Hypnarowski later told me that his company, New Enterprise Stone and Lime, also owned some of the land where Bethlehem Steel once existed. The steel mills had been scrapped long ago, but there were still nuggets to be had — or “buttons” to be precise. Buttons are essentially giant metal boulders that weigh as much as 20 tons. When the mills were still operating, iron ore was melted and poured into great big ladles, at which point the less desirable slag would form at the bottom. This slag was then dumped onto Lake Erie’s shoreline, where it hardened and formed buttons. Together, Hypnarowski and Levin worked to salvage these buttons from the lakeside. They had, it seemed, thought of every conceivable way to mine big scrap. Over time, scrappers have remade Buffalo’s landscape. The city has survived, in part, by devouring itself.

Back when steel mills first closed, Lou Jean Fleron, an emeritus professor at Cornell’s school of industrial and labor relations, ran a series of educational programs for the workers who had been laid off. She got close with the families that became destitute. It was a very hard time, she recalled, and whenever she visited Buffalo’s waterfront, her eyes inevitably drifted toward the derelict mills. “Oh, God, it was like a ghost town — like a skeleton — a big, massive black skeleton,” she recalled. Then the demolition crews and the scrappers arrived to do their work. Now when Fleron goes down to the waterfront, she sees young families with their children having birthday parties. The scene is almost pastoral.

“It was important to take it all down,” Fleron told me. “It does make some of the pain go away.”

There are a few different places Paisley’s copper might have gone after it left Niagara Metals. Most likely it went to a local copper mill, Aurubis Buffalo, which is Niagara Metals’ primary buyer for copper. Jeff Nystrom, who runs Aurubis Buffalo, gave me a tour of his plant, a facility encompassing more than one million square feet — roughly the equivalent of 17 football fields. It employs about 650 employees, many of whom whizzed past us on special bicycles equipped with toolboxes.

Nystrom escorted me to the plant’s intake center: a great big space, almost like a cavern, bathed in murky light. As far as the eye could see, there were big Gaylord shipping boxes brimming with copper. The metals here had been sorted by size and shape, which varied from shards that looked like razor blades to cylinders that looked like hockey pucks. There was even a box filled with tens of thousands of decommissioned Canadian pennies. The various copper alloys, which ranged in color from silver to gold, gleamed and sparkled.
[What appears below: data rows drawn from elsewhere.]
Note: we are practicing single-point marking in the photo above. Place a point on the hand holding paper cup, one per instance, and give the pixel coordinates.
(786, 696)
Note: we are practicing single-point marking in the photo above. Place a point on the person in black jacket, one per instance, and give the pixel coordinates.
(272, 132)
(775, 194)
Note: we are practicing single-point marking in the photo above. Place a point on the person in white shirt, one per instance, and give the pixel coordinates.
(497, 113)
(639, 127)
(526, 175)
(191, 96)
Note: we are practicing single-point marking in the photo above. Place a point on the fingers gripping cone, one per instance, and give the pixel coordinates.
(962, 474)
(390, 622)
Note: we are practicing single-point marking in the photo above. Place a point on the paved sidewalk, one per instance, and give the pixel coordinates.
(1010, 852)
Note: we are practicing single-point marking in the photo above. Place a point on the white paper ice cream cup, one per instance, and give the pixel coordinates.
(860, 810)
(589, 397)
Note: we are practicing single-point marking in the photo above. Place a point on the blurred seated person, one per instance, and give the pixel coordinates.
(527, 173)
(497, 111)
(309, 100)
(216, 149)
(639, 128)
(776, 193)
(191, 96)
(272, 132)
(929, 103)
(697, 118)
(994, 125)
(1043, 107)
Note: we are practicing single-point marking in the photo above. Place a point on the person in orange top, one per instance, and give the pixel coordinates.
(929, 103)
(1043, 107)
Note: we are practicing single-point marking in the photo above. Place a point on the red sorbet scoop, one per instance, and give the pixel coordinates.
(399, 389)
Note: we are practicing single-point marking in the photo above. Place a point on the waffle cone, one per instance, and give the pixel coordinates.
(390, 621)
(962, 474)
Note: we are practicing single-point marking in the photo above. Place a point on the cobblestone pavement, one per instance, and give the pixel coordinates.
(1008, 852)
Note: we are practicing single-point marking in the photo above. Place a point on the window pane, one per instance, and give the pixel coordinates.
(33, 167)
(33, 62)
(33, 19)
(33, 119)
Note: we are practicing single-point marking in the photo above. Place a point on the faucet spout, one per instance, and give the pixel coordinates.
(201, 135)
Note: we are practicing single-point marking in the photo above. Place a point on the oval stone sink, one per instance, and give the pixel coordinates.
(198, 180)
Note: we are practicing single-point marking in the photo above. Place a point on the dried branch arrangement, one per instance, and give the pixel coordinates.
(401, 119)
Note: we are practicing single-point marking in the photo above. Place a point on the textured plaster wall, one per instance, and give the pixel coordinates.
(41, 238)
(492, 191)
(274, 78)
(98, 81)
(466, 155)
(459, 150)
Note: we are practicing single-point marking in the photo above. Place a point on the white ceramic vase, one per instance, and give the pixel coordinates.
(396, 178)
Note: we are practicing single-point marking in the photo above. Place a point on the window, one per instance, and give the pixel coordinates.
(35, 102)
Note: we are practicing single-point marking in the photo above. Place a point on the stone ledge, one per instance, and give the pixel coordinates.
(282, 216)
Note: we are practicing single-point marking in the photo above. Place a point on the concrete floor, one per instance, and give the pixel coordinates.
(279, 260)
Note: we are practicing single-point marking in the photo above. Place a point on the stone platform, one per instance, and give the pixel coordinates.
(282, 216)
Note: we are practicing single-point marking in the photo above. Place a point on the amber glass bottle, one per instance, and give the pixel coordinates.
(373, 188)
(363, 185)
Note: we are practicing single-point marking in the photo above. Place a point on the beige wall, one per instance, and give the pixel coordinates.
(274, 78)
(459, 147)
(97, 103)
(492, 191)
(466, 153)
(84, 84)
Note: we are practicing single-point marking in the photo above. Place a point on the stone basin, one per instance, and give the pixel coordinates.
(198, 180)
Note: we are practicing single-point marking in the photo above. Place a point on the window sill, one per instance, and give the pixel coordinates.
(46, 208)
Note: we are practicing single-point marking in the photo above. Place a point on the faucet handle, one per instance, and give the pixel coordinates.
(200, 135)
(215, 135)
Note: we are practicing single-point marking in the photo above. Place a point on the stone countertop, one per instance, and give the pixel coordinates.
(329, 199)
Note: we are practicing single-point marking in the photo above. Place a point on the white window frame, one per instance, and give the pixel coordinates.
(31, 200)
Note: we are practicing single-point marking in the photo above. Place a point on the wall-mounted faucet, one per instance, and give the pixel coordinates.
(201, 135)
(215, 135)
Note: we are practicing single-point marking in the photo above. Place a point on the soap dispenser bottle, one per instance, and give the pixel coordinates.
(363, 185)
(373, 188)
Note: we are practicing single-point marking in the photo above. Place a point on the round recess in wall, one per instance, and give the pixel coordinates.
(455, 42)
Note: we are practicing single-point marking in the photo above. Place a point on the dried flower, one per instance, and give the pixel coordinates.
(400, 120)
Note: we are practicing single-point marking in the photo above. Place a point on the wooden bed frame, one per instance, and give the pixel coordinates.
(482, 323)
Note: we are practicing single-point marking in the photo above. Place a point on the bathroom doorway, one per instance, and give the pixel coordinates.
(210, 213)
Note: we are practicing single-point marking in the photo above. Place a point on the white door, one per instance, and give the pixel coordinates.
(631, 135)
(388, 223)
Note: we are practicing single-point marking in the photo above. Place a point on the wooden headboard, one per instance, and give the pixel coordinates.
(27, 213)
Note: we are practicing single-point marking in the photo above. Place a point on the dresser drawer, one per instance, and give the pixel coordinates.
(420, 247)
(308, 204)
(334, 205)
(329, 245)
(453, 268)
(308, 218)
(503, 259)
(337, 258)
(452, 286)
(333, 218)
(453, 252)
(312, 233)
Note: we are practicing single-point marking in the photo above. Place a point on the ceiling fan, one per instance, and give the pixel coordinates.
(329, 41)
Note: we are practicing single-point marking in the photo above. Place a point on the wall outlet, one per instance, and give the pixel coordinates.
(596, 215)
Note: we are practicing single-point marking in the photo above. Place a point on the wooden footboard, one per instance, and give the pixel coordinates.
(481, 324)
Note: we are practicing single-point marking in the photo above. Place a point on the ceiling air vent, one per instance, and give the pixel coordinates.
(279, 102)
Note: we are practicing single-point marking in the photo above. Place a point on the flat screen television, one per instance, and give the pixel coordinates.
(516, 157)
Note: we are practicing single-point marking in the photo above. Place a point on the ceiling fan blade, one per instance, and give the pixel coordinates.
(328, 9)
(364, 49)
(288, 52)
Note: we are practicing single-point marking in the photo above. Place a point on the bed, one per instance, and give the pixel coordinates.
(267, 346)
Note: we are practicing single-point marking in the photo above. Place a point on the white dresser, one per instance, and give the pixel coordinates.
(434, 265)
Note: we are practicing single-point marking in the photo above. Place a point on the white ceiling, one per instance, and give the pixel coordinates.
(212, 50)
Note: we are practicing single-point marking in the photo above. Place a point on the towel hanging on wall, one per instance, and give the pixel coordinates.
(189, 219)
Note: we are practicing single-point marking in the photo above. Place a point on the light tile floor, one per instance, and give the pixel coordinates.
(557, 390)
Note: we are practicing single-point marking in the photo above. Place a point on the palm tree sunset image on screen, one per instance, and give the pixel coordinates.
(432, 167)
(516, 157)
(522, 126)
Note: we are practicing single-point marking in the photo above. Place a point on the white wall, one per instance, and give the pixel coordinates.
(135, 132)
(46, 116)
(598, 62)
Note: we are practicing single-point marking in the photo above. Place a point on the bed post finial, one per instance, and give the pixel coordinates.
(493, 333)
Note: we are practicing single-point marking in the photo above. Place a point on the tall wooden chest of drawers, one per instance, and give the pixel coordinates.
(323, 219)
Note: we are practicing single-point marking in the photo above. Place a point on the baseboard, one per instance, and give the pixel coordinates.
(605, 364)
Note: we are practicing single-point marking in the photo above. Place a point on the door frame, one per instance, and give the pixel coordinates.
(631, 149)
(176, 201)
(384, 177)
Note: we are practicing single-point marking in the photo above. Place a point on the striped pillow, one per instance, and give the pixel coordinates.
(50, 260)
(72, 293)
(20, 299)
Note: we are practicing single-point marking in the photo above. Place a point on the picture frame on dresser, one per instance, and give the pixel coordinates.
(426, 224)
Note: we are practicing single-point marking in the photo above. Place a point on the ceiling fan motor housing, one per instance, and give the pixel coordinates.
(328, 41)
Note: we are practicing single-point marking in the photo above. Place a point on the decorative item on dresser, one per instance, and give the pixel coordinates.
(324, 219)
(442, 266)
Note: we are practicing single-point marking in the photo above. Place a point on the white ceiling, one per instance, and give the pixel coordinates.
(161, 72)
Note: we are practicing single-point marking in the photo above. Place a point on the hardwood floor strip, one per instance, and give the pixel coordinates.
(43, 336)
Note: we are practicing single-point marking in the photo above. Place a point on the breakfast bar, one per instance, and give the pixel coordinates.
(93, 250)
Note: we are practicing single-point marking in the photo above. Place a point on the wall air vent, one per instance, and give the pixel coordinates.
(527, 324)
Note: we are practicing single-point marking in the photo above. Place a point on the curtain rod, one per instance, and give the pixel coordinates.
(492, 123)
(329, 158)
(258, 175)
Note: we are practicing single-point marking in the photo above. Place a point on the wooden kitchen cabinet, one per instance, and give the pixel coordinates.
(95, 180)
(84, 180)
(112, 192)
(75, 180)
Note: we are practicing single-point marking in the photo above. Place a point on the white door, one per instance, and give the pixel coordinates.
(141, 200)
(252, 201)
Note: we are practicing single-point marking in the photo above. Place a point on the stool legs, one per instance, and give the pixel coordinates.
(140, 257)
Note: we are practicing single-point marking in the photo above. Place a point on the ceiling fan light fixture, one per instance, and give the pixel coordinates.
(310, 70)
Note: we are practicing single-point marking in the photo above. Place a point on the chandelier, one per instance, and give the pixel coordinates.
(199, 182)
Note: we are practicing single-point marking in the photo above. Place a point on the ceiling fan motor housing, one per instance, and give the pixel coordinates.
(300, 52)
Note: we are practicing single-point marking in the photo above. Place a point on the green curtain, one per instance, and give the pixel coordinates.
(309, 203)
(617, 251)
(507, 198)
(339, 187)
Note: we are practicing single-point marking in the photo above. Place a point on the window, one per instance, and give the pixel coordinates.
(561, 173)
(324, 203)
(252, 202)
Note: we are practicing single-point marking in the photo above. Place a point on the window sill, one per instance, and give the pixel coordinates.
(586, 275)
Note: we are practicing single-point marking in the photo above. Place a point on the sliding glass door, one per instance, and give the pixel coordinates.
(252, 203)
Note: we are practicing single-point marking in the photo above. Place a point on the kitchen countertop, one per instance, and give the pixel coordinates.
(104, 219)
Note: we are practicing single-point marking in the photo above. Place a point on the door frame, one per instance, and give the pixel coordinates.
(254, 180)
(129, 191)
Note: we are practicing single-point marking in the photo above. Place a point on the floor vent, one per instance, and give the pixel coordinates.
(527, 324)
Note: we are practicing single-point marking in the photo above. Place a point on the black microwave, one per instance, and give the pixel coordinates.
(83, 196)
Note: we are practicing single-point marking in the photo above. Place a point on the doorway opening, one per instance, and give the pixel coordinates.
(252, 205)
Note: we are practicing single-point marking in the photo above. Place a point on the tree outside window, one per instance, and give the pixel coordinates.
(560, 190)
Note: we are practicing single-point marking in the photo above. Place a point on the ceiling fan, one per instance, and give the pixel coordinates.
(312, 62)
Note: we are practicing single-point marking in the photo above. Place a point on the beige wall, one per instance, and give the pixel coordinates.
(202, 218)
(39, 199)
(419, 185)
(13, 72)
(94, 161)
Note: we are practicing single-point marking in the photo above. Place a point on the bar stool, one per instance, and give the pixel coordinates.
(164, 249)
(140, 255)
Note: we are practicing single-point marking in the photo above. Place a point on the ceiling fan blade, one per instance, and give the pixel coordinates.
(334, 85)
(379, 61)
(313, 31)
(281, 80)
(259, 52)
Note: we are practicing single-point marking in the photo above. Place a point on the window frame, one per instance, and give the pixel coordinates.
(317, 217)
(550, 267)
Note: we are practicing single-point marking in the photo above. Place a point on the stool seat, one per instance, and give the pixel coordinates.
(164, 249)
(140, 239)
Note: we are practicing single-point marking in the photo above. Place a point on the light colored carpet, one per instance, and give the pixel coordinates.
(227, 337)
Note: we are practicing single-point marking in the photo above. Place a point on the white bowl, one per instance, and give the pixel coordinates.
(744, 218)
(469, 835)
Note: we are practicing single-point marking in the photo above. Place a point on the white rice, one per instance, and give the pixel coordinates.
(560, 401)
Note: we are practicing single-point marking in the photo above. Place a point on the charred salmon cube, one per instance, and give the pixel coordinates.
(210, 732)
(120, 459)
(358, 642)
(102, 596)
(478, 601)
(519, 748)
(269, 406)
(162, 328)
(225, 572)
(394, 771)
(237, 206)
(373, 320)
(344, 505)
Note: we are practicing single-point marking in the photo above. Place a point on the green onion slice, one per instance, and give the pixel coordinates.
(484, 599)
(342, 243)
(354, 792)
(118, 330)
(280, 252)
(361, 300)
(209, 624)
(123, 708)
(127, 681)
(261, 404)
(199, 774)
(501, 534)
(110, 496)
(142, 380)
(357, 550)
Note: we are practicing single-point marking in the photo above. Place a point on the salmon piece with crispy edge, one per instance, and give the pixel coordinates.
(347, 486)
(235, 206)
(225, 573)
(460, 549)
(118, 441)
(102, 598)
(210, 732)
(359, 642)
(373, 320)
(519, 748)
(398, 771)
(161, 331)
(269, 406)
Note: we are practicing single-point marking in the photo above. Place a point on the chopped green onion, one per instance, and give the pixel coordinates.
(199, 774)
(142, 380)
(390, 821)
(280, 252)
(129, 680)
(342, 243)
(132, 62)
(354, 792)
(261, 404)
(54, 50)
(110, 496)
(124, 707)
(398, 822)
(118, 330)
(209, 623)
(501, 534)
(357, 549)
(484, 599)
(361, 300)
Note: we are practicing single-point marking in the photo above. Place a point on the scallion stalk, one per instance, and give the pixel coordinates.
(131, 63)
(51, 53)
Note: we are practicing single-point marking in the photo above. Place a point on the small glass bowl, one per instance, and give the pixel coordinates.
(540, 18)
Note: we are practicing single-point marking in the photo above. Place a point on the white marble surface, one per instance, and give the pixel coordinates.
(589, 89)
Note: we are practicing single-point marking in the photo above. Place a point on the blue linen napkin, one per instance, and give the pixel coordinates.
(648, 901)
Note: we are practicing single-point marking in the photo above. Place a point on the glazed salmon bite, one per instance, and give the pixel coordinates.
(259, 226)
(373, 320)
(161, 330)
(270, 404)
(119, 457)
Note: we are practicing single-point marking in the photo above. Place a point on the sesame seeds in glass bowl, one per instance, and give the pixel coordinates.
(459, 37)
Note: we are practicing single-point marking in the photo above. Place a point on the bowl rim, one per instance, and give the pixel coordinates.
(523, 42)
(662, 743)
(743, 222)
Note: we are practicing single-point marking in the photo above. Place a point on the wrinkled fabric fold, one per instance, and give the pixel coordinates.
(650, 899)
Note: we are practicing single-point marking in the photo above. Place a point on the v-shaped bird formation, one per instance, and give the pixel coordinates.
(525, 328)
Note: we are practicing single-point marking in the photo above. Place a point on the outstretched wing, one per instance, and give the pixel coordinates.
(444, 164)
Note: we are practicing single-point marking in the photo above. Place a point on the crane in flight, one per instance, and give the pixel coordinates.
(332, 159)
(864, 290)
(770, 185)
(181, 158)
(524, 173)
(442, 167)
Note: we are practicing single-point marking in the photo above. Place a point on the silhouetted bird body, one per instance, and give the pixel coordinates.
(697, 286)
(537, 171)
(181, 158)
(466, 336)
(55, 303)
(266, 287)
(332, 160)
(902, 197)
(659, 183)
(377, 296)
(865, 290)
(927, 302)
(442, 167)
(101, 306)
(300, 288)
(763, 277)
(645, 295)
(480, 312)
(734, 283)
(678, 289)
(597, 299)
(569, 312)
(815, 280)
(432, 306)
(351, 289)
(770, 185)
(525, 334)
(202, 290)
Aurubis takes these materials, melts them and blends them with other metals to produce a number of different alloys including brass, Muntz metal and a variety of copper grades. These metals are formed into ingots weighing 10 tons, which are then sent through a giant rolling machine (the size of a large house) that churns out a coiled continuous sheet. Imagine gigantic rolls of paper towels, three feet wide and thousands of feet long. That’s what Aurubis Buffalo makes, only in copper. Their clients then use these sheets to manufacture a range of products including Zippo lighters, heat exchangers, coffins and exterior panels for skyscrapers.